Mas a festa de colaboração tecnológica tem um convidado indesejado. Na mesma quinta-feira do anúncio, a Disney atacou com fúria jurídica o Google, acusando-o de usar sua propriedade intelectual sem permissão para alimentar seus próprios modelos de IA, como o Veo. É isso mesmo: uma mão aperta a mão de Sam Altman enquanto a outra envia uma ordem de cessar e desistir. Coerência corporativa, como sempre, no seu ponto mais alto.
O sonho de um fã (gerado pela IA) tornado realidade… ou pesadelo
Sob este pacto faustiano digital, os fãs poderão acessar mais de 200 personagens dos universos Disney, Marvel, Pixar e Star Wars para gerar seus próprios clipes. A OpenAI e a Disney falam muito sobre o uso responsável da IA e o alcance de “vastos novos públicos”. O que eles não mencionam com tanto entusiasmo é a avalanche de “conteúdo lixo” e os profundos problemas de direitos autorais e desinformação que já atormentavam plataformas como Sora. Mas ei, quem precisa de integridade artística quando você tem um cheque de nove zeros?
A retórica dos gestores é enquadrar isso. Sam Altman afirmou que isso mostra como eles podem trabalhar juntos de forma “responsável”. Robert Iger, por sua vez, falou em “expandir o alcance” e ao mesmo tempo “proteger os criadores”. Um belo discurso, que contrasta lindamente com as críticas de defensores das crianças, como Josh Golin, do Fairplay, que chamou o acordo de “traição” e acusou a Disney de ajudar a tornar as crianças “viciadas” em plataformas inseguras.
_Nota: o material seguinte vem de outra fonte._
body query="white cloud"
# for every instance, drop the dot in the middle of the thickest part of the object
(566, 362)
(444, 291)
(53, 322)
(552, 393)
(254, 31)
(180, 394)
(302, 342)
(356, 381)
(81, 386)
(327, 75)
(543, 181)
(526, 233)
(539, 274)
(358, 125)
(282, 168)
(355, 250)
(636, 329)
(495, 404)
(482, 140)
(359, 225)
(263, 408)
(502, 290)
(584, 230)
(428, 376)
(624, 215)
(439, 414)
Mas o que uma organização de proteção infantil sabe sobre o gênio que nos trouxe Baby Yoda?
Os padrões duplos do mouse: parceiros hoje, processados amanhã
Enquanto assinava com a OpenAI, a Disney tirou a poeira de sua artilharia legal contra o Google. A carta, à qual a Associated Press teve acesso, é uma jóia de ironia corporativa. Eles acusam a gigante da tecnologia de “violação de direitos autorais em grande escala” e de “amplificar intencionalmente” o problema no YouTube. Iger, numa entrevista, queixou-se de que as conversações foram infrutíferas. A pergunta óbvia que ninguém está fazendo: as conversas com a OpenAI sobre o uso de seus personagens foram mais frutíferas porque incluíram um depósito bancário gigantesco?
O histórico é claro: a Disney já havia enviado cartas semelhantes para Meta e Character.AI e entrou em litígio contra outras empresas de inteligência artificial generativa. Parece que a estratégia deles é clara: se a empresa de IA tiver dinheiro suficiente para se tornar parceira, seja bem-vinda. Caso contrário, prepare-se para uma batalha legal. Uma abordagem do “capitalismo de vigilância seletiva” que os estudos de ética irão, sem dúvida, analisar durante anos.
No final, este episódio nos deixa com uma lição brilhante sobre a nova era digital: o valor da criatividade humana e dos direitos autorais é diretamente proporcional ao tamanho do cheque de investimento. A Disney adota a mesma tecnologia que demoniza, dependendo de quem está do outro lado da mesa. Um balé de hipocrisia executado com a precisão de um relógio suíço e a transparência de uma parede de tijolos. O futuro da narrativa, ao que parece, será escrito por algoritmos, financiado por empresas e envolto num manto de contradições legais. Um final feliz, mas apenas para os acionistas.